Your Data are Pets (Not Cattle)

You still have a pet in the cloud, and her name is Data (or whatever you decide to name her – she is yours, after all)

Anyone who has been through Amazon’s AWS Cloud 101 (not a real class) has heard the Cattle vs. Pet metaphor, which was coined some time ago by Bill Baker (ironically from Microsoft).

If you’re unacquainted with the concept, the thought process goes something like this: In a traditional IT shop, your servers are treated like pets. They live with you (if you own your datacenter), you give them names, you check in on them to make sure they’re feeling ok, and you tend to them when they’re sick. Bad CPU? Replace it. Blue screen? Troubleshoot it (sometimes for days). You paid tens of thousands of dollars for this block of metal, and you’re not about to let that go to waste.

Enter the cloud. Here, everything that makes your server unique is (hopefully) defined by code.  It’s not a block of metal in the basement – it’s a logical object that can be blown away and recreated at will. Here, your servers are cattle: nameless clones that can be easily replaced. If it’s not performing like you expect, you don’t nurse it back to health, you put it out of its misery and replace it with another one just like it (except the new one works).

There are two things you need to know about me right off the bat. First, I absolutely buy in to this concept. Why spend hours (or days) troubleshooting an issue, when you can just kill the server and spin up a new one? Why pay for a permanent DEV environment (or twelve) that sits idle on nights and weekends? Why patch web servers when you can just add new ones to the pool and kill the old ones? Kill them. Kill them all. We can resurrect them later (if you can’t, you’re doing it wrong).

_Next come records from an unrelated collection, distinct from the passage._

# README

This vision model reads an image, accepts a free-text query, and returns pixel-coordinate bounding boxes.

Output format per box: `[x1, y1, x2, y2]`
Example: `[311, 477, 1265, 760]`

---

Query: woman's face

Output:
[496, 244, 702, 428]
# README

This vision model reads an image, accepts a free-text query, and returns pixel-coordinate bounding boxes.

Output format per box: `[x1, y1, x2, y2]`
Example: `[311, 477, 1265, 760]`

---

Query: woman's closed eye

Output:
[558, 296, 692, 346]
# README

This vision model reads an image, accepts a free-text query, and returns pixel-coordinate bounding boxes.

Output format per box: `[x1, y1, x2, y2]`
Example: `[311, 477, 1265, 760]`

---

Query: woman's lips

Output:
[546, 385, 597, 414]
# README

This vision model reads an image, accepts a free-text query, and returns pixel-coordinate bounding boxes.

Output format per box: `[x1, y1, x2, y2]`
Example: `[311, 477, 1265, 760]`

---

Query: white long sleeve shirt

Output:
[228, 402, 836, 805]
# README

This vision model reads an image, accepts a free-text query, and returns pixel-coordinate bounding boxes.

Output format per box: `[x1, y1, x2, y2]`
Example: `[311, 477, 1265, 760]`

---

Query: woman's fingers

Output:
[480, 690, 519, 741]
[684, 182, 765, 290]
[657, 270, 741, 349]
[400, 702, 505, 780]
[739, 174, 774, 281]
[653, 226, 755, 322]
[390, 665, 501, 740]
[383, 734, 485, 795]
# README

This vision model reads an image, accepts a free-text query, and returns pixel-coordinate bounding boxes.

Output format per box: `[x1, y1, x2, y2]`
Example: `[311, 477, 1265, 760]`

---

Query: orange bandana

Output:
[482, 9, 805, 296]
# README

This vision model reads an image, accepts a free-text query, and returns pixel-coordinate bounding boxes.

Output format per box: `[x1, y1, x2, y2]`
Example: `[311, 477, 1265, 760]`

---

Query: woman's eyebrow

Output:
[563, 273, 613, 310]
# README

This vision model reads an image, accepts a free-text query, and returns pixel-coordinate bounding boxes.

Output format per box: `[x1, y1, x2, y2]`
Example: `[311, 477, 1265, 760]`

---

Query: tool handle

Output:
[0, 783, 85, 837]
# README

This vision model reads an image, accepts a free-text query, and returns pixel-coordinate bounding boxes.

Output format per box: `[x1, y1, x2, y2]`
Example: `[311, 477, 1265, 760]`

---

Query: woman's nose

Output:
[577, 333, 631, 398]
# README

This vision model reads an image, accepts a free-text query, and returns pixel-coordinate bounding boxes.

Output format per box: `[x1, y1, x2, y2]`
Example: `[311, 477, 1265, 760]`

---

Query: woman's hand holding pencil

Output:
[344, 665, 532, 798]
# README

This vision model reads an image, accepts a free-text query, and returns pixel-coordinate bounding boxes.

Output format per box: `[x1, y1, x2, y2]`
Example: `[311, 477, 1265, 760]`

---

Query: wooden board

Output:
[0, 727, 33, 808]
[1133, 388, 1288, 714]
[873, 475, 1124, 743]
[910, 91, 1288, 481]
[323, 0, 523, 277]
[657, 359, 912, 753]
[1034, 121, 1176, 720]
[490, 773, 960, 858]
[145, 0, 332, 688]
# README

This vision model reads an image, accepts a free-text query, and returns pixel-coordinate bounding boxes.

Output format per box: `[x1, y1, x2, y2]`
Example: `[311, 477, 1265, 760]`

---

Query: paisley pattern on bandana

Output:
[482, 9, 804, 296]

The second thing you need to know about me is that I’m a Database Administrator. We DBA’s aren’t known for throwing caution to the wind when it comes to… well, anything. We backup everything. We secure everything. We treat every server as production whether we need to or not. We are the gatekeepers of very valuable data, without which the companies that employ us cannot operate. The result is that we end up owning a lot more of these “pets” than just about any other layer of the technology stack.

It’s probably not surprising, then, that the first time I heard the Cattle vs. Pet argument, I went full Luddite. Instinctively, it just felt wrong. “How dare you suggest I destroy Whiskers every night?!”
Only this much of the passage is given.